The problem as I see it that modern CPUs have a huge dynamic range of clock frequencies, with very different efficiency figures along that curve. And all the marketing is about obfuscating data and confusing the user. The worst part: the users seems ok with it, and even tech journalists don't mind.
While marketing folks and fanboys can read a lot into things from CPUs that have such a wide dynamic range, it isn't for nothing that they're doing that.
Back in the old days (not the real old days, I'm talking 90s here) CPUs would always run at the same speed and burn pretty much the same power. When the system wasn't doing anything it just ran an idle loop which just repeatedly checked if there was anything to do millions of times a second.
The first power based optimization was adding a "halt" instruction that could basically stop the CPU until the next interrupt, and when operating systems implemented it systems that were mostly idle used less power. It was certainly a win for those early laptops!
Over time we've added ways for CPUs to run slower when there's less work, and run faster for a short time when there's more work. How much effort to put into saving power depends a lot on your power budget - Apple has had a lot more reason to worry about saving power as its CPUs were for phones first, while Intel's were desktop/server first though after P4 when they dropped the desktop/server focused P4 for a core originally designed exclusively for their laptop line they've tried to balance both sides.
If you balance both sides like Intel attempts to do your CPU will operate across the entire power curve, not just the lower end where Apple is forced to live but into the upper reaches where only overclockers used to dare tread. That makes it really hard to say "this core draws x watts" because when it is clocked down in scenarios where it has little to do it can draw very little power. Maybe not as little as Apple's big cores when doing a similar "little to do" but not terribly far away. It can also for short periods draw dozens of watts for a single core, which may be sustainable for a while if you only need the one core but you can't run all of them that way for long with any sort of reasonable cooling solution.

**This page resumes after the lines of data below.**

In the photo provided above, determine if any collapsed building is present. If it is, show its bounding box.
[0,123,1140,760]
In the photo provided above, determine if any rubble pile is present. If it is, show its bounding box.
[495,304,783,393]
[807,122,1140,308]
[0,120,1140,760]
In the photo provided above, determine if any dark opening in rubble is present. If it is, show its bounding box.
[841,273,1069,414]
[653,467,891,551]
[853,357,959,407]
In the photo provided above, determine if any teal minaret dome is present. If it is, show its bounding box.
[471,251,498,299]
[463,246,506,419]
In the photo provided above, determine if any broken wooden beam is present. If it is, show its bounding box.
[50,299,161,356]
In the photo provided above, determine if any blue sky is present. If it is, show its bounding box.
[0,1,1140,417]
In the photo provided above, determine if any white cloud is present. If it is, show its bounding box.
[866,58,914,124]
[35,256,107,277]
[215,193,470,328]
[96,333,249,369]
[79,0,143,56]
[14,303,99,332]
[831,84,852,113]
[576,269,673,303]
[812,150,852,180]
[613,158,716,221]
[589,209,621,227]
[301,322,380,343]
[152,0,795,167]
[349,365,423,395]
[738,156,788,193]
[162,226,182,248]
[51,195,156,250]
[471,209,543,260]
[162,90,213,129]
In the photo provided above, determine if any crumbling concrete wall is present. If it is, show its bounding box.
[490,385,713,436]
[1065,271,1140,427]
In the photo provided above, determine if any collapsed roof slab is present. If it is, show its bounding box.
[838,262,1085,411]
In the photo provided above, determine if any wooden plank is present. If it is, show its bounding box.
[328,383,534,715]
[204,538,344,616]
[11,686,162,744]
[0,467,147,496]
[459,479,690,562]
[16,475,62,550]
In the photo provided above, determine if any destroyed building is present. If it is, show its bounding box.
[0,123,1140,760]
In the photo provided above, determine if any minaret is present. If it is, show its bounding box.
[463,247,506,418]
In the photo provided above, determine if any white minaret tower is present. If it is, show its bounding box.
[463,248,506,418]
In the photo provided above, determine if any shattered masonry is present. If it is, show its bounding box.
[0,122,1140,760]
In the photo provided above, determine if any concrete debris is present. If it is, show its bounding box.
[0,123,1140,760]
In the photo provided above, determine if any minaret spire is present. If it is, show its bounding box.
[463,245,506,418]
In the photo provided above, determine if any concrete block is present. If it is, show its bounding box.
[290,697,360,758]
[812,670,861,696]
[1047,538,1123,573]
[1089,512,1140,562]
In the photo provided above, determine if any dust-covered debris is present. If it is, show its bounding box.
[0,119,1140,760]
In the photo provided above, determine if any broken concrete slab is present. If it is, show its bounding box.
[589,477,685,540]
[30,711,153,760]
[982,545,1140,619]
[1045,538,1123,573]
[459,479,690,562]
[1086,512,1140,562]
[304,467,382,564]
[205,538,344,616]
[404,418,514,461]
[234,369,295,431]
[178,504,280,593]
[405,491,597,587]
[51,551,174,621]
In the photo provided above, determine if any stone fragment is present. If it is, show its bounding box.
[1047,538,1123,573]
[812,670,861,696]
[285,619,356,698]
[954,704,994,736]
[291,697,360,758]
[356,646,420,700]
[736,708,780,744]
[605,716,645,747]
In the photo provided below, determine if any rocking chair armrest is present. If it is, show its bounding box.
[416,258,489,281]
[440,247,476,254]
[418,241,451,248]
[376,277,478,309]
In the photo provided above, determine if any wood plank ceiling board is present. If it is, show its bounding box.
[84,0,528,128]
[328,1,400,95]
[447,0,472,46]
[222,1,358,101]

If you calculate performance by "who finishes first" you give the advantage to designs that allow cores to operate at the extreme end of the power curve. If you calculate efficiency by "who completes task X with the least amount of power" you give the advantage to designs that force cores to operate at the nice flat part of the power curve (or better yet have small cores designed to perform less well in exchange for less power)
Unless you have a core that both finishes first AND uses less power to complete the task than its competition, you can't measure both at once. Even then, arguably, that core could either finish even MORE quickly by allowing it to operate higher on the power curve or be even MORE efficient by forcing to operate lower on the power curve.
Since such a "double win" is pretty rare, and even when it happens is not likely to be an advantage maintained for long, you're left trying to measure one thing while controlling multiple variables. Its like the Uncertainty Principle, you can't measure both performance and efficiency at the same time; the more you try to hold one constant the more difficult an honest proper measurement of the other becomes.